Power in Watts to Temperature

Shashank Singh 2

Joined May 9, 2018
1
How much cooling would a Peltier module provide in terms of temperature if its power consumption is 5W?

Thats the basic question I need to answer.
I figured the answer to thermo electric cooling per watt usage is not straightforward. Or is it?

Janis59

Joined Aug 21, 2017
742
No straight answer, but may guess in this way:
If efficiency of Peltier is ca 1...2% then read cool power (thermal power) will be ca 5*0,01=50 miliWatts.
Then, one might have a task to organize the box stay less power loss than Peltier itself.
If Peltier self-losses becomes dominant at dT=40-70 C for cheap one-stage devices and 110-120 C for rich end three-stage devices, then guess probably 60 C for Your case.
Then box losses must be N [W]=A(max)*(1/R)*dT/h(min) or 50 [mW]=A [m2] / h [m]*0,03 [W/m2*m] (given for foam polystyrene)*60 [C] the permissible thickness and area of schaum-wall may be easily calculated.
Other story is box content warming (sorry, cooling) time evaluation. As it seems 50 mW is not much. Apply the Q [J]=N [W] / t [sec]=c [J/kg]*m [kg]* dT [C] or Your case 0,05/t=4190*1*60 (figures here for 1 kg of water) so the whole summer probably be enough to cool that all down before the Daddy-Cool comes with the better cold.

WBahn

Joined Mar 31, 2012
24,581
How much cooling would a Peltier module provide in terms of temperature if its power consumption is 5W?

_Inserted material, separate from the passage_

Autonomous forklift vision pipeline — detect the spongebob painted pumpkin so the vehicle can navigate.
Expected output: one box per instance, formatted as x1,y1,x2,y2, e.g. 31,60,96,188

Thats the basic question I need to answer.
I figured the answer to thermo electric cooling per watt usage is not straightforward. Or is it?
Whatever it is cooling has a particular thermal conductivity to its surroundings. So let's say that what you are trying to cool is located in a box and the temperature inside the box is T1 and the temperature outside the box is T2. If T2 is higher than T1, then heat will move from outside the box to inside the box. The greater the difference, the greater the amount of heat energy will flow in the same amount of time. For many purposes we can reasonably model this linearly and say that

P = Q/T = C(T2-T1)

Q is the heat energy that flows in time T and C is the thermal conductivity between the inside and outside of the box.

P has units of power (energy per time) and so can be expressed in watts.

Now you mount your Peltier cooler on the box. Peltiers are like kitchen refrigerators, only far less efficient. For instance (using very rough, made up numbers), if it consumes 5W of electrical power, it might be able to move a few percent of that from the inside to the outside. Let's call it 2%. So that means that you are pulling heat out of the box at a rate of 100 mW. Now you go back to the equation above and determine what the temperature differential is that results in 100 mW of heat power flowing into the box from the surroundings.

Now, there's a really big and often overlooked caveat here. Because Peltier coolers are so inefficient, you are dumping heat into the surroundings at the rate of 5.1 W in order to move heat out of the box at the rate of 0.1 W. Unless you take care, that's going to heat up the outside of the box (i.e., raise T2). It's entirely possible, if you don't take care, that the inside of the box will actually heat up because of the rise in T2.